拝啓_曲がった人参を選んだ人へ
拝啓、曲がった人参を選んだ人へ
あなたは、直売所で最後に残った私の人参を買いました。
二股に分かれ、足を組んだような形でした。隣には、まっすぐで色のきれいな人参が並んでいました。
客は私の人参を持ち上げて笑い、写真だけ撮って戻しました。
農家である父は、顔には出しませんでしたが、売れ残れば持ち帰って自家用にするつもりでした。
あなたは子どもと一緒に来ました。
子どもがまっすぐな一本を選ぶと、あなたは曲がった人参も籠へ入れました。
「どうして変なの買うの?」
「変じゃないよ。土の中に石があって、よけて育ったのかもしれない」
父は思わず、「味は同じです」と声をかけました。
あなたは答えました。
「同じなら、今日はこっちを食べてみます」
その夜、直売所の交流ページに料理の写真が載りました。
曲がった部分を輪切りにした、人参のスープ。
皮はよく洗って細切りにし、きんぴら。
葉の付け根は、傷んだところだけ除いて出汁に。
説明には、こうありました。
〈全部を使えたわけではありません。でも、形を見ながら、どこをどう料理するか子どもと考えました。土の中で曲がっても、甘い人参でした〉
父は何度もその文章を読みました。
翌年、父は直売所の値札を変えました。
〈まっすぐ〉
〈小さめ〉
〈曲がり〉
〈二股〉
値段に大きな差をつけず、それぞれに向く料理を書きました。小さい人参は丸ごと煮込みへ。太いものはすりおろしへ。曲がったものは切って使う料理へ。
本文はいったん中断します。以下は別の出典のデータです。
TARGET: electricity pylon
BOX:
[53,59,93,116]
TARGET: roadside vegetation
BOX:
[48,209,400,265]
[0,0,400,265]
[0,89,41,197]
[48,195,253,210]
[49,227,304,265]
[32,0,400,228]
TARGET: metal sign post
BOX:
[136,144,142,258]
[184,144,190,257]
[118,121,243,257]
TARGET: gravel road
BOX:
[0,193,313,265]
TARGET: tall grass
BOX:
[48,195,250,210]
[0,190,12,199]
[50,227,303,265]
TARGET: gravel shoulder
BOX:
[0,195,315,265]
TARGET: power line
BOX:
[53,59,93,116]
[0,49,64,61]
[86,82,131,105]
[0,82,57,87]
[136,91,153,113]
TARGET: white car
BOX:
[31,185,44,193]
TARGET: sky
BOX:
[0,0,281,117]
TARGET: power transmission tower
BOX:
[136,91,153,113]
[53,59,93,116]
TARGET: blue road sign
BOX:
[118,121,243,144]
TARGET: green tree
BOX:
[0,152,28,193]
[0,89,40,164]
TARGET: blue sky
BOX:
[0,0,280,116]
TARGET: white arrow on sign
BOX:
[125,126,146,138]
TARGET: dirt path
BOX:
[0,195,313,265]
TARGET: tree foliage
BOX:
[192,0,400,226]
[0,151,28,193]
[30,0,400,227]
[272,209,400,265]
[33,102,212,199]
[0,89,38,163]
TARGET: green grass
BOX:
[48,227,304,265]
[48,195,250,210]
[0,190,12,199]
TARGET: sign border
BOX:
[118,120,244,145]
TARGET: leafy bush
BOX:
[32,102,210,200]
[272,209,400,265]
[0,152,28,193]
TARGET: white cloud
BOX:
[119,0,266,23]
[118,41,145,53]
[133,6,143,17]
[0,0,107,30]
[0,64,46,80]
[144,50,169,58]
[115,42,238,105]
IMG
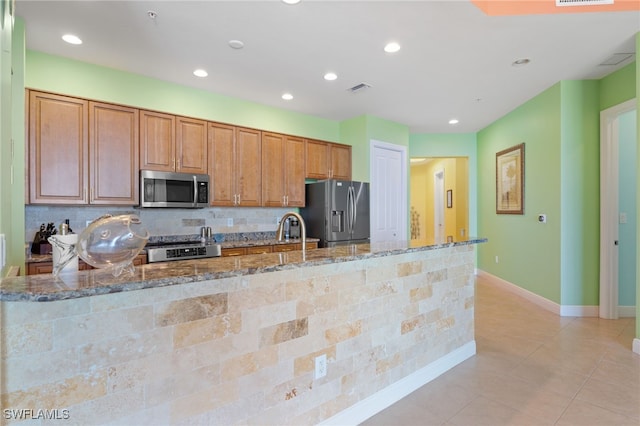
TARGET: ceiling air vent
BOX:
[556,0,613,6]
[600,53,634,65]
[347,83,371,93]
見た目の違いを隠さず、欠点とも呼ばない売り方でした。
売れ残りは少し減りました。
でも父がいちばん喜んだのは、子どもたちが「今日はどんな形がある?」と畑の野菜を見るようになったことです。
拝啓、曲がった人参を選んだ人へ。
食材へ感謝するとは、何でも丸ごと食べることではありません。
育った形を笑いものにせず、食べられるところを確かめ、その命に合う料理を考えること。
あなたが籠へ入れた一本は、人参だけではありませんでした。
父が畑で大切にしてきた時間まで、きちんと食卓へ連れて帰ってくれたのです。